In the 16th century during the Ottoman Dominion the temple was reconstructed into a mosque, and its wall paintings were destroyed. According to a legend, in the 16th century the goldsmith Georgi was burned alive in front of it, because he refused to convert into Islam. The great earthquakes in 1818 and 1858 demolished the minaret and destroyed the building, and according to a legend during the second earthquake the two sons of the imam were in the building and died. The Muslims considered that a bad omen and deserted the temple. It was deserted for a long time, but after the Liberation (1878) it was turned into a warehouse.
The building was renovated a number of times, and since the beginning of the 20th century archaeological excavations have been conducted here.
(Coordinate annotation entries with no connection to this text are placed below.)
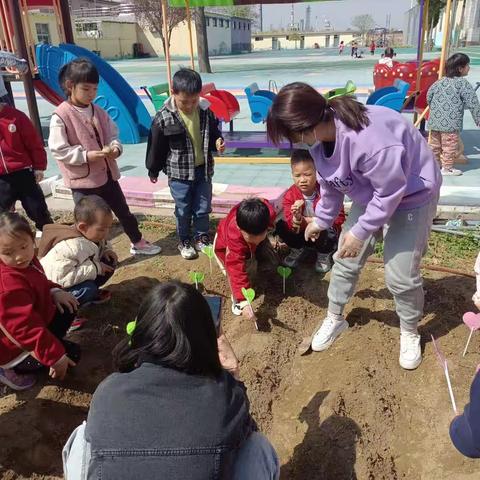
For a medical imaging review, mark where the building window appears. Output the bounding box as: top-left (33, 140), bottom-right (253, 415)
top-left (35, 23), bottom-right (52, 43)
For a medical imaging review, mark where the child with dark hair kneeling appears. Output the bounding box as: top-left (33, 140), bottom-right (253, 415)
top-left (214, 198), bottom-right (276, 318)
top-left (276, 149), bottom-right (345, 274)
top-left (38, 195), bottom-right (118, 305)
top-left (0, 212), bottom-right (80, 390)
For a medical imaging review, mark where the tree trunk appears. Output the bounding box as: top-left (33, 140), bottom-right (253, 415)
top-left (195, 7), bottom-right (212, 73)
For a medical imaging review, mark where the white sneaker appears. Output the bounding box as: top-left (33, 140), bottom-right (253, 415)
top-left (315, 253), bottom-right (333, 273)
top-left (283, 248), bottom-right (306, 268)
top-left (398, 332), bottom-right (422, 370)
top-left (441, 168), bottom-right (463, 177)
top-left (312, 312), bottom-right (348, 352)
top-left (130, 238), bottom-right (162, 255)
top-left (178, 240), bottom-right (198, 260)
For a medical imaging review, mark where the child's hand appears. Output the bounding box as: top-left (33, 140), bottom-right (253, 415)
top-left (52, 290), bottom-right (79, 313)
top-left (87, 150), bottom-right (105, 162)
top-left (33, 170), bottom-right (45, 183)
top-left (100, 262), bottom-right (115, 275)
top-left (217, 334), bottom-right (240, 380)
top-left (103, 250), bottom-right (118, 265)
top-left (215, 138), bottom-right (225, 153)
top-left (49, 355), bottom-right (76, 380)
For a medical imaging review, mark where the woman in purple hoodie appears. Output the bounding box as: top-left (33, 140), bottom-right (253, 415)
top-left (267, 82), bottom-right (441, 370)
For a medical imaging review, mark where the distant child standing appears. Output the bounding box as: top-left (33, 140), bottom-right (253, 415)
top-left (0, 212), bottom-right (80, 390)
top-left (427, 53), bottom-right (480, 176)
top-left (0, 103), bottom-right (53, 230)
top-left (146, 68), bottom-right (225, 260)
top-left (276, 149), bottom-right (345, 274)
top-left (48, 59), bottom-right (161, 255)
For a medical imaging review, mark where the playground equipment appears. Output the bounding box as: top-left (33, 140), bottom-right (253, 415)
top-left (367, 79), bottom-right (410, 112)
top-left (200, 83), bottom-right (240, 132)
top-left (0, 0), bottom-right (151, 143)
top-left (323, 80), bottom-right (357, 100)
top-left (245, 83), bottom-right (277, 123)
top-left (373, 59), bottom-right (440, 94)
top-left (141, 82), bottom-right (240, 132)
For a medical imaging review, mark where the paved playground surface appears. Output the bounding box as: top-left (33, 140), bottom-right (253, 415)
top-left (10, 47), bottom-right (480, 210)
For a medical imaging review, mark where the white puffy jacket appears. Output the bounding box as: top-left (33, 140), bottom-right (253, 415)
top-left (40, 237), bottom-right (111, 288)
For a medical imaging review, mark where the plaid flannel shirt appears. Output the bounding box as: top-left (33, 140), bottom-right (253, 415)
top-left (145, 97), bottom-right (222, 180)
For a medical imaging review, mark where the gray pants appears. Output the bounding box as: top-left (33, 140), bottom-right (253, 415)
top-left (328, 197), bottom-right (438, 333)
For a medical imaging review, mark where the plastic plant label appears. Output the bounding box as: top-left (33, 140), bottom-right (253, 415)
top-left (242, 288), bottom-right (255, 303)
top-left (202, 245), bottom-right (213, 259)
top-left (277, 265), bottom-right (292, 278)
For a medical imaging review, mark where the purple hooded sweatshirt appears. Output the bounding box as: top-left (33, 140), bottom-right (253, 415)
top-left (310, 106), bottom-right (442, 240)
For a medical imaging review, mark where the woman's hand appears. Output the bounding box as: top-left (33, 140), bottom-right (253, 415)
top-left (338, 232), bottom-right (364, 258)
top-left (217, 333), bottom-right (240, 380)
top-left (49, 355), bottom-right (76, 380)
top-left (52, 289), bottom-right (79, 313)
top-left (305, 222), bottom-right (323, 242)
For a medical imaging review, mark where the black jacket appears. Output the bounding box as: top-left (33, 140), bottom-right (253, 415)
top-left (85, 363), bottom-right (256, 480)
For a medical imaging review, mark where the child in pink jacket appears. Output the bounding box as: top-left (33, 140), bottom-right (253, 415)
top-left (48, 59), bottom-right (161, 255)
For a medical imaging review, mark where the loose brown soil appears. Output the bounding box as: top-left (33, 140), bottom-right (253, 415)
top-left (0, 219), bottom-right (480, 480)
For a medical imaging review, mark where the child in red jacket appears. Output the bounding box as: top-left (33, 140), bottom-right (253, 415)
top-left (276, 149), bottom-right (345, 274)
top-left (214, 198), bottom-right (276, 320)
top-left (0, 212), bottom-right (80, 390)
top-left (0, 103), bottom-right (53, 230)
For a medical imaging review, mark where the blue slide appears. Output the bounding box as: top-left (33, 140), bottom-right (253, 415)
top-left (36, 43), bottom-right (152, 143)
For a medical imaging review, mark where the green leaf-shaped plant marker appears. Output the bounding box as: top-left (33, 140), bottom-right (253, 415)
top-left (242, 287), bottom-right (258, 330)
top-left (277, 265), bottom-right (292, 295)
top-left (190, 272), bottom-right (205, 290)
top-left (202, 245), bottom-right (213, 273)
top-left (126, 319), bottom-right (137, 345)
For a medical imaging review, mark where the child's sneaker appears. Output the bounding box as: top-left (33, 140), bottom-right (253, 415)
top-left (283, 248), bottom-right (307, 268)
top-left (315, 253), bottom-right (333, 273)
top-left (67, 317), bottom-right (87, 333)
top-left (130, 238), bottom-right (162, 255)
top-left (441, 168), bottom-right (463, 177)
top-left (0, 368), bottom-right (37, 391)
top-left (178, 239), bottom-right (198, 260)
top-left (82, 289), bottom-right (112, 307)
top-left (195, 234), bottom-right (212, 252)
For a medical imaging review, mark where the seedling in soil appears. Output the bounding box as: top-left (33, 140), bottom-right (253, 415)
top-left (463, 312), bottom-right (480, 356)
top-left (202, 245), bottom-right (213, 273)
top-left (190, 272), bottom-right (205, 290)
top-left (431, 335), bottom-right (458, 415)
top-left (277, 265), bottom-right (292, 296)
top-left (242, 287), bottom-right (258, 330)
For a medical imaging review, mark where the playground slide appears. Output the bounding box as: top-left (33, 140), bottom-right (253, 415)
top-left (36, 44), bottom-right (152, 143)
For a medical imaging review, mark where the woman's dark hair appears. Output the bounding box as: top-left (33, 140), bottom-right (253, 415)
top-left (73, 195), bottom-right (112, 226)
top-left (172, 68), bottom-right (202, 95)
top-left (113, 281), bottom-right (222, 376)
top-left (445, 53), bottom-right (470, 78)
top-left (58, 58), bottom-right (100, 97)
top-left (236, 197), bottom-right (270, 235)
top-left (0, 212), bottom-right (35, 241)
top-left (267, 82), bottom-right (370, 145)
top-left (290, 148), bottom-right (314, 167)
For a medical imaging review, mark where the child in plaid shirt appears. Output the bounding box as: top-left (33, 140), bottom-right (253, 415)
top-left (146, 68), bottom-right (225, 260)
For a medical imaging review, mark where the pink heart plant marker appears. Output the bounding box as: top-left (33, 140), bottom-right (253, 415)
top-left (463, 312), bottom-right (480, 356)
top-left (431, 335), bottom-right (457, 415)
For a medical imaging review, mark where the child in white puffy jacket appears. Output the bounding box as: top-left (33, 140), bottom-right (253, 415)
top-left (38, 195), bottom-right (118, 305)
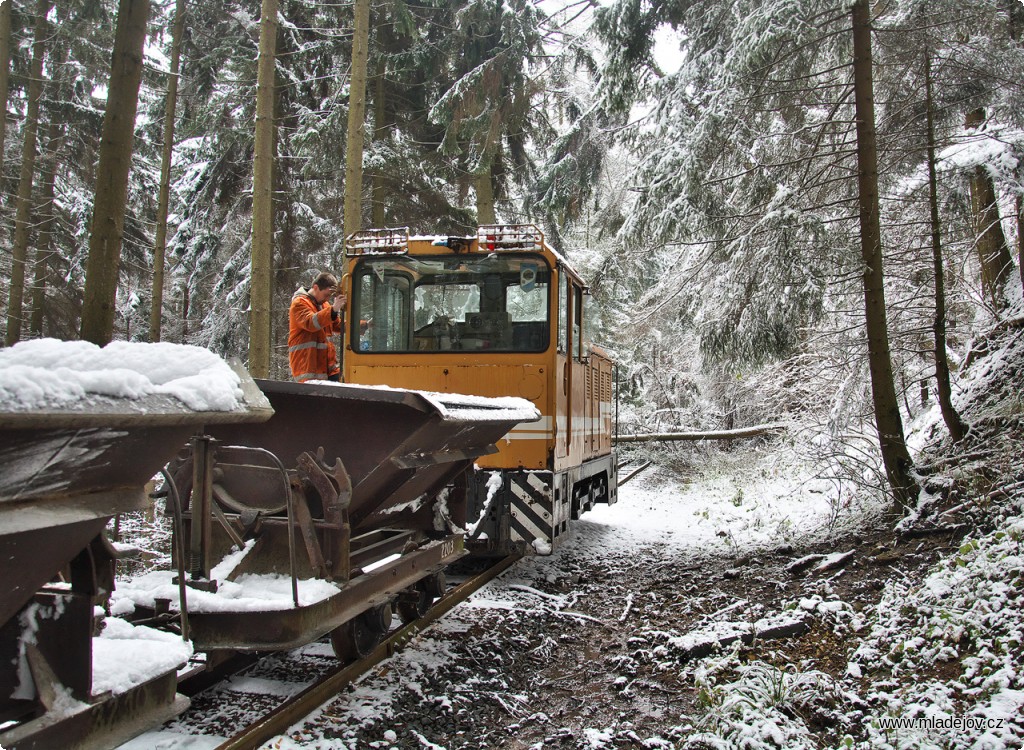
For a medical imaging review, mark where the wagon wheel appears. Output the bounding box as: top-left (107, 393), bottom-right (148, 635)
top-left (397, 585), bottom-right (434, 625)
top-left (397, 571), bottom-right (447, 625)
top-left (331, 603), bottom-right (391, 662)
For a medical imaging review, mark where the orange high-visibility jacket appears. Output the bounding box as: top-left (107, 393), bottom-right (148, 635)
top-left (288, 287), bottom-right (341, 383)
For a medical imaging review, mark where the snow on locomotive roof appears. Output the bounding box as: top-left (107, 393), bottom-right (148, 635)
top-left (0, 338), bottom-right (246, 413)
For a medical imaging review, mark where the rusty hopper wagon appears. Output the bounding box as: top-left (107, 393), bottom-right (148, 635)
top-left (0, 352), bottom-right (539, 750)
top-left (343, 224), bottom-right (617, 553)
top-left (150, 380), bottom-right (538, 659)
top-left (0, 360), bottom-right (270, 749)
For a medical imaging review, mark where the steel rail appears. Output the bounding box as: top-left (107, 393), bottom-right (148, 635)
top-left (216, 555), bottom-right (520, 750)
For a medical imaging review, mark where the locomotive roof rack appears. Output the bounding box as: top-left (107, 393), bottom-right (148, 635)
top-left (476, 224), bottom-right (544, 250)
top-left (345, 226), bottom-right (409, 257)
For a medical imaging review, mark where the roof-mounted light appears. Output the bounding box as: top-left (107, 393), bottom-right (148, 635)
top-left (476, 224), bottom-right (544, 251)
top-left (345, 226), bottom-right (409, 257)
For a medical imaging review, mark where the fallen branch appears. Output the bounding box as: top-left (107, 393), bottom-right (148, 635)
top-left (611, 422), bottom-right (788, 443)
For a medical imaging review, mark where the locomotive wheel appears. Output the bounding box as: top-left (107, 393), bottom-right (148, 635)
top-left (331, 603), bottom-right (391, 662)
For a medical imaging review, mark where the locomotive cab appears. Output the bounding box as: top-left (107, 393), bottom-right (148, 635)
top-left (343, 225), bottom-right (615, 552)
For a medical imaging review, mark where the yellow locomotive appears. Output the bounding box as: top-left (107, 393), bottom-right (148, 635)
top-left (343, 224), bottom-right (616, 553)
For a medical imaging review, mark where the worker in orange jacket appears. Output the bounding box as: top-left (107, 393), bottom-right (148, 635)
top-left (288, 273), bottom-right (345, 383)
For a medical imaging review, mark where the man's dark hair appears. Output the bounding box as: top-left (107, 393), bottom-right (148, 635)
top-left (313, 272), bottom-right (338, 289)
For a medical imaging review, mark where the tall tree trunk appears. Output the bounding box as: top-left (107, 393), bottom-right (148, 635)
top-left (0, 0), bottom-right (13, 164)
top-left (7, 0), bottom-right (51, 346)
top-left (345, 0), bottom-right (370, 237)
top-left (476, 165), bottom-right (498, 226)
top-left (925, 57), bottom-right (967, 443)
top-left (370, 60), bottom-right (393, 226)
top-left (150, 0), bottom-right (185, 341)
top-left (964, 109), bottom-right (1014, 309)
top-left (249, 0), bottom-right (278, 378)
top-left (81, 0), bottom-right (150, 346)
top-left (29, 119), bottom-right (63, 338)
top-left (1017, 195), bottom-right (1024, 289)
top-left (852, 0), bottom-right (916, 509)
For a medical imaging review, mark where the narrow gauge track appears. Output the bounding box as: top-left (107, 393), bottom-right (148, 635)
top-left (146, 555), bottom-right (519, 750)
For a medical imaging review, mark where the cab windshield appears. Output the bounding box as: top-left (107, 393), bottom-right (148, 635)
top-left (351, 253), bottom-right (551, 352)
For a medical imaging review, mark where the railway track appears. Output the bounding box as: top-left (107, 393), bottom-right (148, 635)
top-left (124, 555), bottom-right (519, 750)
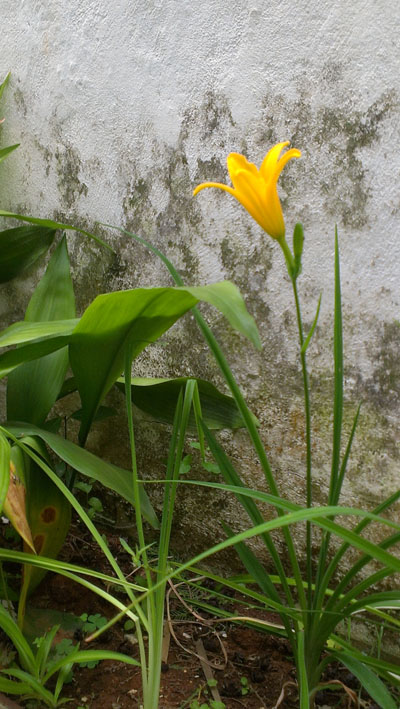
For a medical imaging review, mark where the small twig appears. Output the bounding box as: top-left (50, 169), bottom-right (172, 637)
top-left (272, 681), bottom-right (297, 709)
top-left (166, 579), bottom-right (228, 670)
top-left (196, 638), bottom-right (221, 702)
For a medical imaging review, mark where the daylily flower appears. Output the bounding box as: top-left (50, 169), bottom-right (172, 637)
top-left (193, 141), bottom-right (301, 241)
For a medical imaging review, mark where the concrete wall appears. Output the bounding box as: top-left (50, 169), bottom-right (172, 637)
top-left (0, 0), bottom-right (400, 552)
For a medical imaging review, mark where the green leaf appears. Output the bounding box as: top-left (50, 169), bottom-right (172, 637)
top-left (7, 237), bottom-right (75, 425)
top-left (0, 604), bottom-right (35, 673)
top-left (18, 437), bottom-right (71, 627)
top-left (0, 335), bottom-right (71, 378)
top-left (6, 424), bottom-right (158, 528)
top-left (117, 377), bottom-right (257, 430)
top-left (70, 282), bottom-right (259, 442)
top-left (0, 209), bottom-right (113, 251)
top-left (0, 433), bottom-right (11, 512)
top-left (0, 225), bottom-right (56, 283)
top-left (0, 319), bottom-right (79, 347)
top-left (0, 143), bottom-right (19, 162)
top-left (334, 652), bottom-right (398, 709)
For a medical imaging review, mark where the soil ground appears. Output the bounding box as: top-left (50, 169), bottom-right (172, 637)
top-left (0, 522), bottom-right (388, 709)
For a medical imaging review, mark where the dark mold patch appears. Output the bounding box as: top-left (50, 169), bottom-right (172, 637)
top-left (55, 146), bottom-right (88, 209)
top-left (256, 85), bottom-right (399, 229)
top-left (366, 320), bottom-right (400, 411)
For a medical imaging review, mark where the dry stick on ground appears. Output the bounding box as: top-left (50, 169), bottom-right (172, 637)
top-left (166, 576), bottom-right (228, 670)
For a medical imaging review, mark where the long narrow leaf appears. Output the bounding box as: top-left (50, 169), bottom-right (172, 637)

Currently the appearance of the temple is as close as possible to its authentic look from the late antiquity and the early Middle Ages. The revolutionary Vasil Levski (1837 – 1873) was hung in close proximity to the temple. Behind the church lies the grave of the great Bulgarian writer Ivan Vazov (1850 – 1921).
The Hagia Sophia Church is now one of the most valuable pieces of Early Christian architecture in Southeastern Europe. The present building is a cross basilica with three altars. The floor of the church is covered with complex Early Christian ornamental or flora and fauna-themed mosaics. The Hagia Sophia Church stands in the middle of an ancient necropolis and many tombs have been unearthed both under and near the church. Some of the tombs even feature frescoes.
According to popular lore, St Sophia's miraculous powers protected the building over the centuries, warding off human invasions and natural disasters to keep the church as an example of the elegant, austere, and symmetrical architecture of the age.
Because St. Sophia represents divine wisdom rather than a historical saint, icons within the church depict Sophia as Christ Emmanuel - a young figure of Christ seated on a rainbow. The church also displays icons of historical saints, including St. George and St. Vladimir.